The farm is located in the Apaneca region, which translates to “River of Winds”—the winds in the are are very strong, so very tall Copalchi trees have been planted in a grid to protect the coffee trees from the gusts. The cover also acts as a sanctuary for birds migrating between North and South America.

Recently, the Silva’s installed a wet mill on their property (this is very unusual in El Salvador; typically most farms have their coffee cherries processed by a third party). The new mill means the Silvas can now separate their coffee by picking date, variety, and area of the farm. It also gives them greater quality control throughout the process—from harvest to export.

Finca La Fany will soon have a cupping room on-site, as well as a small sample roaster. There are also plans in the works to experiment with raised African beds and covered patio areas for drying coffee. All very exciting developments!

the basics:

origin: Apaneca, Llamatepec
farm: Finca La Fany
elevation: 1450 meters above sea level
cultivars: Red Bourbon
process: fully washed, patio dried
certifications: standard

the coffee:

The dry aroma coming out of the bag is exceptional, with strong scents of peanut butter, raspberry, licorice, and cherry blossoms. Coming out of the cup, those scents morph a little bit; now I’m picking up notes of hazelnut, cherry, and red apple.

Up front, the flavor of the Finca La Fany is delightfully sweet. It has a buttery, creamy, chocolate base that slip-slides over the palate, which is then followed by a steady stream of juicy fruit and cane sugar. I’m picking up tastes of cherries, red apple, raspberry, and citrus.

As the cup cools off, these flavors don’t change as much as they do intensify while other elements come into play.
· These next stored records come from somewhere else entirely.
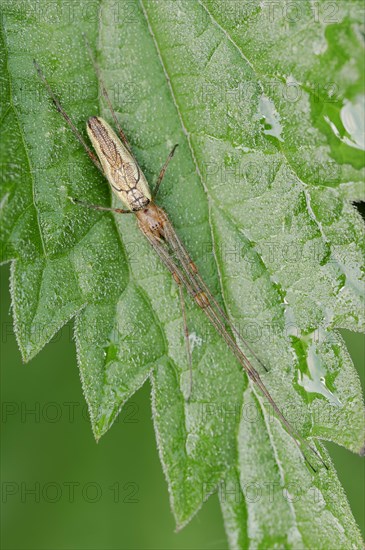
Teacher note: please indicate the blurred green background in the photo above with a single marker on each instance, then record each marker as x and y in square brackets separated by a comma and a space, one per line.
[61, 490]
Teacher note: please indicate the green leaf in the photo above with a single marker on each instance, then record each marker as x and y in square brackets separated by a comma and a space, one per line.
[263, 100]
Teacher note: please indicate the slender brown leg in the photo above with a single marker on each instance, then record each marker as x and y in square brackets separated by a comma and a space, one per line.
[106, 95]
[163, 170]
[61, 110]
[187, 342]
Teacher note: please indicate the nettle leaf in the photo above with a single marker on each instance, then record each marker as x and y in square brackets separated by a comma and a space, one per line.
[265, 101]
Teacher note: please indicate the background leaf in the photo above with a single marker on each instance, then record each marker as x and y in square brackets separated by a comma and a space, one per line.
[259, 191]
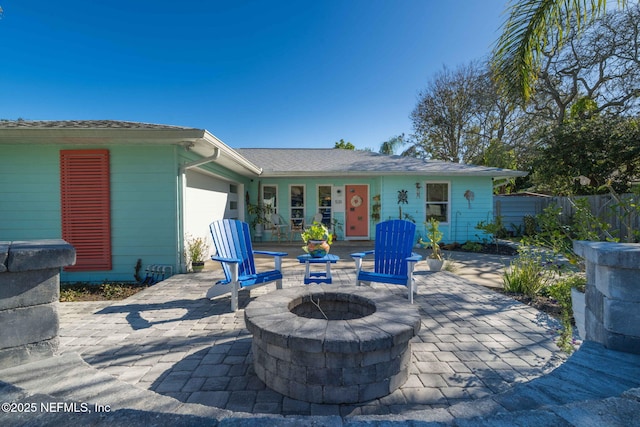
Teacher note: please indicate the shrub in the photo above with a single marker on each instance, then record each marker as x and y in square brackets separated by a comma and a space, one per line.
[527, 273]
[561, 292]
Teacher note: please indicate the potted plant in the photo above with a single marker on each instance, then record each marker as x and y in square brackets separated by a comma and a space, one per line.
[317, 240]
[434, 260]
[196, 251]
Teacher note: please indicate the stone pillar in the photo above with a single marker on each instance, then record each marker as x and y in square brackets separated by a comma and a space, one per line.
[29, 294]
[612, 315]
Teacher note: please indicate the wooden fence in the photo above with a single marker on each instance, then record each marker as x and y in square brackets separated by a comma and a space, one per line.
[624, 225]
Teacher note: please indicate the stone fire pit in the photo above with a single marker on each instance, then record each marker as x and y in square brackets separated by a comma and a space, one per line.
[353, 348]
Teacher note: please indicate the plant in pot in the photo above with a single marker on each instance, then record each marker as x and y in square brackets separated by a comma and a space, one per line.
[434, 235]
[317, 240]
[196, 250]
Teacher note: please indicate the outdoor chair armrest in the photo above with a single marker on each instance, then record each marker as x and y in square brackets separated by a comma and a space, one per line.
[270, 253]
[362, 254]
[229, 260]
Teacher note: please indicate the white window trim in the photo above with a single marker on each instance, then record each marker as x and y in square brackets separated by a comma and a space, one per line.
[318, 207]
[304, 203]
[448, 199]
[277, 195]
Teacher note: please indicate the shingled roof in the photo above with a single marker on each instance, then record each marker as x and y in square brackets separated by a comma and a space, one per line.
[81, 124]
[330, 161]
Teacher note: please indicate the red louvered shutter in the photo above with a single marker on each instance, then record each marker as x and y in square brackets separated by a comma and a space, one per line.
[86, 207]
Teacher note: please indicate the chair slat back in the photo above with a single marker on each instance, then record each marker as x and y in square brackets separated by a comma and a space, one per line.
[232, 239]
[394, 243]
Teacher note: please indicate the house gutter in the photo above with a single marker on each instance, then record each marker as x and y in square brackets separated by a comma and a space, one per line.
[180, 261]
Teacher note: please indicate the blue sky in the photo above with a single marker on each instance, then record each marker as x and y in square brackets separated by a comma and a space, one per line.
[253, 73]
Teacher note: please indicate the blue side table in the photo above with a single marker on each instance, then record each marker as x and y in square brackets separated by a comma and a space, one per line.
[319, 277]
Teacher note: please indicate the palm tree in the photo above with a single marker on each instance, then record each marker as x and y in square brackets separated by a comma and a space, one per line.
[525, 33]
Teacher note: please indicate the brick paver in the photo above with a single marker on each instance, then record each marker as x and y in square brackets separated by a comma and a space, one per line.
[474, 342]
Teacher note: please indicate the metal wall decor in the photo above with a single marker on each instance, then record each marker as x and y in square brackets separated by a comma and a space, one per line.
[403, 197]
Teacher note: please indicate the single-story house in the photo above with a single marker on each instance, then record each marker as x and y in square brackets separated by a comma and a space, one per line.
[124, 191]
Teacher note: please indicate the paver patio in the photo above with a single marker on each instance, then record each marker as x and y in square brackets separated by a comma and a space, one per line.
[473, 343]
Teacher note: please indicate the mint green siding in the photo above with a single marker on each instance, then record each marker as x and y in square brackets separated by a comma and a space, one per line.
[143, 203]
[463, 215]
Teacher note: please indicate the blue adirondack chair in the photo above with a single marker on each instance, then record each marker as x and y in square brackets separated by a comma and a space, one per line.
[394, 260]
[232, 241]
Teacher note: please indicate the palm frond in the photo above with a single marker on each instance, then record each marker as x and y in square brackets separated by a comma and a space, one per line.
[526, 32]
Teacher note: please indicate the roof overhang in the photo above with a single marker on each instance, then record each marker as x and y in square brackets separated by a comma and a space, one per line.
[199, 141]
[496, 174]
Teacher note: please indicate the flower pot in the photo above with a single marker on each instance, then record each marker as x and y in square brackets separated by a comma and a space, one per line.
[578, 304]
[317, 248]
[197, 266]
[435, 264]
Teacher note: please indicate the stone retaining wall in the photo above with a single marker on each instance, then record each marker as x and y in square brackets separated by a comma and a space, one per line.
[29, 294]
[612, 314]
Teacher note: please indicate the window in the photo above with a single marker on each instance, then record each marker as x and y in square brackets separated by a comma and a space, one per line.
[270, 201]
[270, 197]
[296, 194]
[437, 206]
[86, 210]
[324, 203]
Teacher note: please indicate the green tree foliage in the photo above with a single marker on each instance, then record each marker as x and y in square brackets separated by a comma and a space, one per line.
[458, 114]
[586, 156]
[392, 144]
[526, 33]
[344, 145]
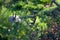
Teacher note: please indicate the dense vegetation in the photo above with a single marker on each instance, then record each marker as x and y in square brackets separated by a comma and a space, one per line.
[37, 17]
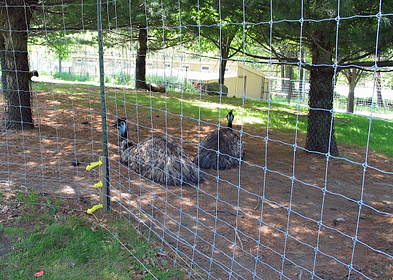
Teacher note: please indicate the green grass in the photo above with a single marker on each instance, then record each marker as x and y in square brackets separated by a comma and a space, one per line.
[350, 129]
[76, 248]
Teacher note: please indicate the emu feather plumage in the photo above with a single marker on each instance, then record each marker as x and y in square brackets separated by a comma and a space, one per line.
[159, 158]
[226, 142]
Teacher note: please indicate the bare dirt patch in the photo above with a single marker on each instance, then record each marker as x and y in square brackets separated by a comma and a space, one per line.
[282, 213]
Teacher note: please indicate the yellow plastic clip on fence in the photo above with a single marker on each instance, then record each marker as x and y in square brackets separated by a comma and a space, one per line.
[98, 185]
[93, 164]
[94, 208]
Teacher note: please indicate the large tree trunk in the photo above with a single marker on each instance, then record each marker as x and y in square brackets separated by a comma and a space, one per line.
[320, 131]
[15, 66]
[140, 65]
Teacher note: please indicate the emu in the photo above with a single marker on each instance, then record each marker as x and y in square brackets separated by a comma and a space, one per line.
[159, 158]
[231, 148]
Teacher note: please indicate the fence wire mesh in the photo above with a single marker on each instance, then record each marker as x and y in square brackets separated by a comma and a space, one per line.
[311, 199]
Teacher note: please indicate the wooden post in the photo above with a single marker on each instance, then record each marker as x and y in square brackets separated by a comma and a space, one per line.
[105, 198]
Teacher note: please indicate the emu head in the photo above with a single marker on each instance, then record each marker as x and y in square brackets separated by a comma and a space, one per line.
[230, 118]
[121, 125]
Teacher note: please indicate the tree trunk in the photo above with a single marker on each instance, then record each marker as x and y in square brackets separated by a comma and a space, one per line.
[140, 66]
[320, 131]
[288, 81]
[60, 60]
[223, 64]
[351, 94]
[379, 89]
[15, 66]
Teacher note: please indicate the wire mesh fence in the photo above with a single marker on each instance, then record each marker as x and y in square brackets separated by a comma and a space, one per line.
[310, 199]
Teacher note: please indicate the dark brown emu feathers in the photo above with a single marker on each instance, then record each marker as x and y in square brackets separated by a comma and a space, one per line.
[231, 148]
[159, 158]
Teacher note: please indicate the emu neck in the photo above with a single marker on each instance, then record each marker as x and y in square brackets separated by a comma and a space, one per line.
[230, 125]
[123, 135]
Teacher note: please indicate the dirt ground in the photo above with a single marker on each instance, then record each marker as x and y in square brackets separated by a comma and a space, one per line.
[283, 214]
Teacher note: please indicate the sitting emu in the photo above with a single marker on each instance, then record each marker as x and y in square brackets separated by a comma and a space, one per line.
[231, 148]
[160, 159]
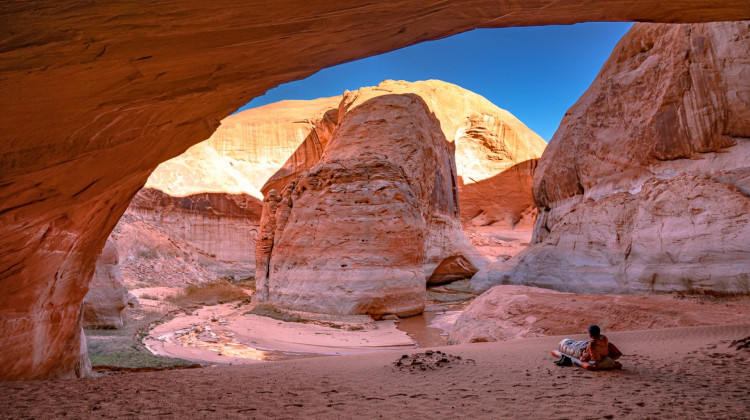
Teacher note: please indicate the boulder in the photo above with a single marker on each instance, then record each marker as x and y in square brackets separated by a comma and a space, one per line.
[645, 187]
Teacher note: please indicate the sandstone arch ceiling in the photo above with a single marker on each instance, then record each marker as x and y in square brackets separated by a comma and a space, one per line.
[96, 95]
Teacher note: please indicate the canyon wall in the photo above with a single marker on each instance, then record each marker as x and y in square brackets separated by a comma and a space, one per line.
[96, 95]
[107, 296]
[197, 217]
[645, 186]
[360, 225]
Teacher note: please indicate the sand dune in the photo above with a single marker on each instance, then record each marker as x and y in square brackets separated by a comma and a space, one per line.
[680, 372]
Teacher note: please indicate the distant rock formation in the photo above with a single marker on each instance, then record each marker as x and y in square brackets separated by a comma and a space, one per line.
[197, 217]
[511, 312]
[645, 187]
[107, 296]
[95, 98]
[373, 213]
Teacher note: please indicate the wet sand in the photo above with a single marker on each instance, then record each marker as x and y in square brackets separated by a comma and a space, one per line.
[680, 372]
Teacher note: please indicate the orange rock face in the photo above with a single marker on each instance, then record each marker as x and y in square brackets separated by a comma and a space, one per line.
[376, 207]
[511, 312]
[354, 233]
[203, 207]
[645, 185]
[95, 96]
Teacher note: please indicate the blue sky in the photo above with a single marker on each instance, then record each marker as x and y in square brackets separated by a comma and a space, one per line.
[536, 73]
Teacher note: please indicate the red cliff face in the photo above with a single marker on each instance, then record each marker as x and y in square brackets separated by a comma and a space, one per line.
[644, 187]
[199, 212]
[95, 96]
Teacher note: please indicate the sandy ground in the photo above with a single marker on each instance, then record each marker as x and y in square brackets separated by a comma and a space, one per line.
[681, 372]
[226, 334]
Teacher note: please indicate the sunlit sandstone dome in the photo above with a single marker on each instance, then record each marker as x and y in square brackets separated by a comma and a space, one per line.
[645, 186]
[495, 155]
[95, 98]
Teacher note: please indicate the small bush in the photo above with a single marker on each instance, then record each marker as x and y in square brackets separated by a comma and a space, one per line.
[212, 293]
[147, 253]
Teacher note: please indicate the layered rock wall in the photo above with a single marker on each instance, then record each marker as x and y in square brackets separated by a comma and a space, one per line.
[644, 187]
[197, 217]
[361, 230]
[96, 95]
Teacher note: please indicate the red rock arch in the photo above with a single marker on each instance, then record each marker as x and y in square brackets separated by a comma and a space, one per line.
[94, 97]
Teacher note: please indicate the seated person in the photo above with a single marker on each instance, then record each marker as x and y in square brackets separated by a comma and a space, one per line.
[596, 353]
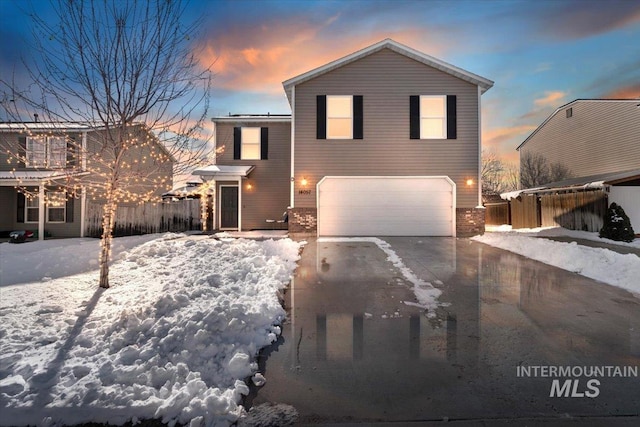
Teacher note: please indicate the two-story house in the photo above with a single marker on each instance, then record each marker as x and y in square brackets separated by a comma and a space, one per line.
[50, 171]
[598, 141]
[384, 141]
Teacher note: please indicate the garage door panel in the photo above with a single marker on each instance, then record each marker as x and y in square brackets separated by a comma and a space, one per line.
[394, 206]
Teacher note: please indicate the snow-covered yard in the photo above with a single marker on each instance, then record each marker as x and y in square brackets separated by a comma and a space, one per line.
[173, 338]
[621, 270]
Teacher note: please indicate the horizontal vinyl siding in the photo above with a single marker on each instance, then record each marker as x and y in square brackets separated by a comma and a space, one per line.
[386, 80]
[600, 137]
[269, 197]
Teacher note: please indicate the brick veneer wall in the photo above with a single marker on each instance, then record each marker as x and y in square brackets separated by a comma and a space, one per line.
[469, 221]
[303, 220]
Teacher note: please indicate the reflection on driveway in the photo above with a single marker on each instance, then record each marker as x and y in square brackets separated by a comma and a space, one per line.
[351, 350]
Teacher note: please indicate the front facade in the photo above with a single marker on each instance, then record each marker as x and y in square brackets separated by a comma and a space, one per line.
[597, 140]
[49, 172]
[385, 141]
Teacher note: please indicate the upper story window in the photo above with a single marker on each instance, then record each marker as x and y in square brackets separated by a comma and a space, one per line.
[250, 143]
[46, 152]
[250, 149]
[433, 117]
[339, 117]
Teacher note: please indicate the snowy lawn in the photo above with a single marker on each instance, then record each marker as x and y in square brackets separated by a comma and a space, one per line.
[600, 264]
[173, 338]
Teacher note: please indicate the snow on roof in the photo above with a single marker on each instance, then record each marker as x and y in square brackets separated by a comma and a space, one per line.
[223, 171]
[484, 83]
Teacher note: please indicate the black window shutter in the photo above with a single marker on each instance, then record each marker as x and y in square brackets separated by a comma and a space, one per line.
[69, 209]
[20, 211]
[321, 117]
[236, 143]
[452, 131]
[358, 129]
[71, 151]
[414, 117]
[22, 153]
[264, 143]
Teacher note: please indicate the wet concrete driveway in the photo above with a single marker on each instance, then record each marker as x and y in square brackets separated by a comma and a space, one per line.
[352, 351]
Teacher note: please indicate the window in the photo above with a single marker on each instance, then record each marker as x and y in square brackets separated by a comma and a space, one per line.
[32, 208]
[46, 152]
[250, 144]
[433, 117]
[339, 117]
[56, 206]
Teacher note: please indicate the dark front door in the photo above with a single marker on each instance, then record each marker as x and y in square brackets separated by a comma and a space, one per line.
[228, 207]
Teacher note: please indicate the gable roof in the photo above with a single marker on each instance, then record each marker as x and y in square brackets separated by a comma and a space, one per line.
[483, 83]
[569, 104]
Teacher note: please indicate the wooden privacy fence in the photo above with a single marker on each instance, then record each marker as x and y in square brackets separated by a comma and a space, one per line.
[582, 210]
[497, 213]
[181, 215]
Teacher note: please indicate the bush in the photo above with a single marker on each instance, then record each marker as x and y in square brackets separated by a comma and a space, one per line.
[617, 225]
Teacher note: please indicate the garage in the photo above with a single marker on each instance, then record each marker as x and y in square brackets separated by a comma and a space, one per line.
[386, 206]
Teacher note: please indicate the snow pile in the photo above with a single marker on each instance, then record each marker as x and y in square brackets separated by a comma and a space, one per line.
[173, 338]
[596, 263]
[426, 294]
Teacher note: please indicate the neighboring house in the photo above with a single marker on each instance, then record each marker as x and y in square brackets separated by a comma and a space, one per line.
[385, 141]
[49, 172]
[599, 141]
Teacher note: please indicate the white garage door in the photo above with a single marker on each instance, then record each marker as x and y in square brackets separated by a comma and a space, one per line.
[386, 206]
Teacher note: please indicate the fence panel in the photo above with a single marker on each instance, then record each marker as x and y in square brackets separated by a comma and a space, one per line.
[497, 213]
[181, 215]
[583, 210]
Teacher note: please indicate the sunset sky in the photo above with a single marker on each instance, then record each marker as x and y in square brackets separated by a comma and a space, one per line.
[540, 54]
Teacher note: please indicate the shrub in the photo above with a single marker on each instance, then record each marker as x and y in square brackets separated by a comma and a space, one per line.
[617, 225]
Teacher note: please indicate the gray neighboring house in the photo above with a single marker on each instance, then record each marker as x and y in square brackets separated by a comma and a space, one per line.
[384, 141]
[599, 141]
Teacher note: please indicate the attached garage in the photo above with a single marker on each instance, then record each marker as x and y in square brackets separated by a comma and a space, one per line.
[386, 206]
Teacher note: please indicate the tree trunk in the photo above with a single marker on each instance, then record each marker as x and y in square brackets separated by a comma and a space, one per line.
[108, 220]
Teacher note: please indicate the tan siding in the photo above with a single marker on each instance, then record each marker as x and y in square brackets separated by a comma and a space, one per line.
[269, 196]
[386, 80]
[601, 137]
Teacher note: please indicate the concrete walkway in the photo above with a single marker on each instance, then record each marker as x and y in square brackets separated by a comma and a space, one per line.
[352, 351]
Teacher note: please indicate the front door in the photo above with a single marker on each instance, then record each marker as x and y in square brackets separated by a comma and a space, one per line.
[228, 208]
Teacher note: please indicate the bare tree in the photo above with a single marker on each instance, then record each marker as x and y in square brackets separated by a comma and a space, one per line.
[122, 66]
[497, 176]
[535, 170]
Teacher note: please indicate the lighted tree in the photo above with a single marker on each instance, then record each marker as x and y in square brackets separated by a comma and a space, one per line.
[127, 67]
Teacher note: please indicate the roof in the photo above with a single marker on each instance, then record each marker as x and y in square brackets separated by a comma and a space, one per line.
[223, 171]
[581, 183]
[569, 104]
[253, 118]
[484, 83]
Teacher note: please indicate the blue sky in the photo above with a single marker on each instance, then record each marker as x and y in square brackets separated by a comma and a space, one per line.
[540, 54]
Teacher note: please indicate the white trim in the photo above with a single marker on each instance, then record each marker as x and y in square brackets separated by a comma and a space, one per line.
[83, 209]
[479, 180]
[444, 116]
[454, 194]
[482, 82]
[220, 206]
[326, 114]
[292, 186]
[40, 212]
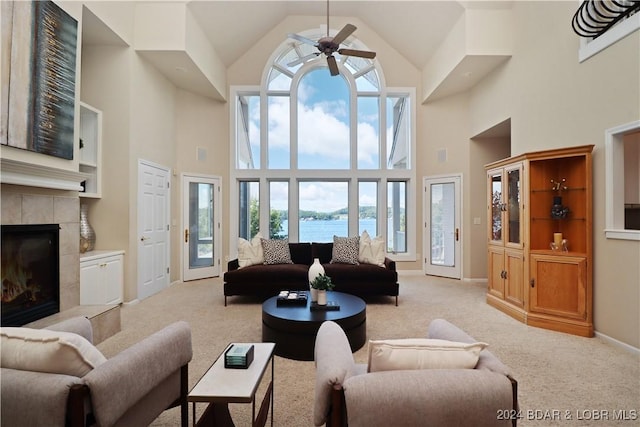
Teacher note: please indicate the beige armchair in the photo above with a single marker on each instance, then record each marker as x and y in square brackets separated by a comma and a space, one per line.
[130, 389]
[346, 394]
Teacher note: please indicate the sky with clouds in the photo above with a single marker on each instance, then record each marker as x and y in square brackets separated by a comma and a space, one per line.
[323, 138]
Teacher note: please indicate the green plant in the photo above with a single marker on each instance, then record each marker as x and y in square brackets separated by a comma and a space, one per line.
[322, 282]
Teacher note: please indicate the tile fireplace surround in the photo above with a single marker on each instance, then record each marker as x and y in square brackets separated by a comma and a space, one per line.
[27, 205]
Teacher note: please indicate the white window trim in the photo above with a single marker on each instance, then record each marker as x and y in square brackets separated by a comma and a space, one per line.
[614, 179]
[590, 47]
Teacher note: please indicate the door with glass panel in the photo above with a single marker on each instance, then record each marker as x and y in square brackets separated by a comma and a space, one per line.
[442, 236]
[201, 227]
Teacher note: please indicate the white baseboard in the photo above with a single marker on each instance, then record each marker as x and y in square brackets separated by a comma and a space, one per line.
[411, 272]
[631, 349]
[472, 280]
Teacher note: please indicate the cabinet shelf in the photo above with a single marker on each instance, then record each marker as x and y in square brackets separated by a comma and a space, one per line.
[551, 190]
[557, 219]
[549, 252]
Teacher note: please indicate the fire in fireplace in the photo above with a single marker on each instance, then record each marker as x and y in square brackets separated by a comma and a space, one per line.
[30, 273]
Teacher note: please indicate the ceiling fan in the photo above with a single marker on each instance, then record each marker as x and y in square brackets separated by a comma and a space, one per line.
[330, 45]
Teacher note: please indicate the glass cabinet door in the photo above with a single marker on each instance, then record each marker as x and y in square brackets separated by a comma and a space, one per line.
[497, 205]
[513, 205]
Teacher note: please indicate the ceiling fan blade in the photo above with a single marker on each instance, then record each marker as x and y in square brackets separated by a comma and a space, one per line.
[358, 53]
[302, 39]
[345, 32]
[302, 59]
[333, 65]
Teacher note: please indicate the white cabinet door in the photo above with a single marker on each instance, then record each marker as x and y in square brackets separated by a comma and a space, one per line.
[90, 288]
[112, 274]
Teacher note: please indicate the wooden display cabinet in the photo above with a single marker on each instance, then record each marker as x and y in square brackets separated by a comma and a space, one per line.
[505, 250]
[531, 279]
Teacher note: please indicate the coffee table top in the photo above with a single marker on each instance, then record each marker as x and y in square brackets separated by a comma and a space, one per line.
[220, 384]
[350, 305]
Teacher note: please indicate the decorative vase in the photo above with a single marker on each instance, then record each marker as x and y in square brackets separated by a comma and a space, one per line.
[87, 234]
[322, 297]
[315, 270]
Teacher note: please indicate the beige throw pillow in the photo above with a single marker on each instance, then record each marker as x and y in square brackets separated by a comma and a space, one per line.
[371, 250]
[422, 353]
[44, 350]
[250, 252]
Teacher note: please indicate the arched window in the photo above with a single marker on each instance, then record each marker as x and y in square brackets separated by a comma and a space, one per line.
[317, 155]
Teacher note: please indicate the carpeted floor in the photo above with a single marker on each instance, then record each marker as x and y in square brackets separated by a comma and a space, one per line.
[563, 379]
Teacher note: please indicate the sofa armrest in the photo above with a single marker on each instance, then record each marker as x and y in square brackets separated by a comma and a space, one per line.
[34, 398]
[78, 325]
[234, 264]
[434, 397]
[123, 380]
[334, 363]
[390, 264]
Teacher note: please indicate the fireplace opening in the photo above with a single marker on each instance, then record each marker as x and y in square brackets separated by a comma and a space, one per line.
[30, 273]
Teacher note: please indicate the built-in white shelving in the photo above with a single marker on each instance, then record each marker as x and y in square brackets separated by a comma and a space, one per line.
[90, 162]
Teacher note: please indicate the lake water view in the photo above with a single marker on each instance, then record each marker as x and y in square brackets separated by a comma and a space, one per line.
[324, 230]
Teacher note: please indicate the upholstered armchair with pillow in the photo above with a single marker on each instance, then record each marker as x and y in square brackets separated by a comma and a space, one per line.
[56, 377]
[446, 380]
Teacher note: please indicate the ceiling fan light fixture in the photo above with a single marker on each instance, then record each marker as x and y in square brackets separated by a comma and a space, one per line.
[329, 45]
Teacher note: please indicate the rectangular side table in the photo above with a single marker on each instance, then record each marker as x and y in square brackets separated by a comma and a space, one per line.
[220, 386]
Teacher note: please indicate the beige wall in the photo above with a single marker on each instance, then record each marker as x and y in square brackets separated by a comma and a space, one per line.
[200, 123]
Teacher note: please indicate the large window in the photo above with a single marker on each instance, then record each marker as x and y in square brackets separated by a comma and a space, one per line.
[317, 155]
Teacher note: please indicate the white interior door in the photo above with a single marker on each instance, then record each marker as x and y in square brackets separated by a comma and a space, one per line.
[442, 236]
[153, 228]
[201, 227]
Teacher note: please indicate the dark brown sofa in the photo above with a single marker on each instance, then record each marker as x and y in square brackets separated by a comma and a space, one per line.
[267, 280]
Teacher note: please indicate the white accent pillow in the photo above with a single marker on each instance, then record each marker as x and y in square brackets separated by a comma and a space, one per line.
[422, 353]
[371, 250]
[43, 350]
[250, 253]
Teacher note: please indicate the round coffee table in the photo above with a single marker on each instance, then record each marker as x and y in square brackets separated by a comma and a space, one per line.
[293, 328]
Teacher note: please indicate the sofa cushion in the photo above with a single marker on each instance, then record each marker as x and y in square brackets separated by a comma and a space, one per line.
[43, 350]
[362, 273]
[371, 250]
[250, 252]
[334, 364]
[322, 251]
[345, 250]
[276, 251]
[422, 353]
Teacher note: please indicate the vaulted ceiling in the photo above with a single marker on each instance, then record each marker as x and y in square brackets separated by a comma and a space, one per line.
[415, 29]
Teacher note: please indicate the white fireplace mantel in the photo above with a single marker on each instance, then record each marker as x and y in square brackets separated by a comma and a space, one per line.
[22, 173]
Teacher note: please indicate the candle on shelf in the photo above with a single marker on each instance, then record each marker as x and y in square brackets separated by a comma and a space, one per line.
[557, 239]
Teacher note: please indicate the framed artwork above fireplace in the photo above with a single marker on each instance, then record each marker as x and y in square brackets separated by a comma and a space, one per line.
[38, 83]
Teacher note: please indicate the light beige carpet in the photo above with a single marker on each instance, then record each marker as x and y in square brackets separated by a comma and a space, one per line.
[563, 379]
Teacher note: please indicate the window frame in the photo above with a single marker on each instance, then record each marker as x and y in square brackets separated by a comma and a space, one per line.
[590, 47]
[614, 179]
[382, 175]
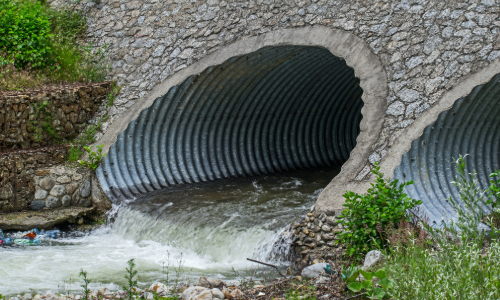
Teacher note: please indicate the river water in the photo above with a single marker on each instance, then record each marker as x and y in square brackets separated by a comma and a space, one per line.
[204, 229]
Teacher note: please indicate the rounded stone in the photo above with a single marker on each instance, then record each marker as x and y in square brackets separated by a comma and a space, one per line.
[58, 190]
[85, 202]
[85, 189]
[41, 194]
[63, 179]
[47, 183]
[66, 201]
[37, 205]
[53, 202]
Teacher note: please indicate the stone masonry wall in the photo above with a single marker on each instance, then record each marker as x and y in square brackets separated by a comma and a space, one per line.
[17, 172]
[39, 118]
[427, 47]
[62, 187]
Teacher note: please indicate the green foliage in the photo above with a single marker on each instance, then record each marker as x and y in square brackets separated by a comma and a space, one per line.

That red apple tastes much crisper, that cherry is more juicy and delicious, that cane sugar is sweeter, that chocolaty bed gets a little darker, and the citrus fleshes out into a really great, well-rounded acidity that is soft and subtle, but perfectly complementary to the overall flavor.

What I’m enjoying most, though, surprisingly, is the finish. Each sip while the cup is cooled off finishes off with a honey sweetness, vanilla creaminess, and a smack of candied roasted almonds.

Medium body; smooth body; soft orange acidity; clean finish.

the bottom line:

El Salvador Finca La Fany, from Metropolis Coffee Company, is a really fine cup of coffee. A very solid offering from a region that my palate has always considered kinda sorta… “Meh.” Like I’ve said a million billion times, I like El Salvadoran coffees just fine—they don’t dazzle or wow me, but they’re typically pretty tasty cups (albeit blasé).

This El Salvadoran rises a little above the “meh” level and touches down somewhere between “Hmmm” and “Mmmm.” It’s a bright, clean cup that has a well-rounded body and smooth, fruity flavors that do not disappoint.

If you’re looking for a delicious “any time of day” coffee, look no further.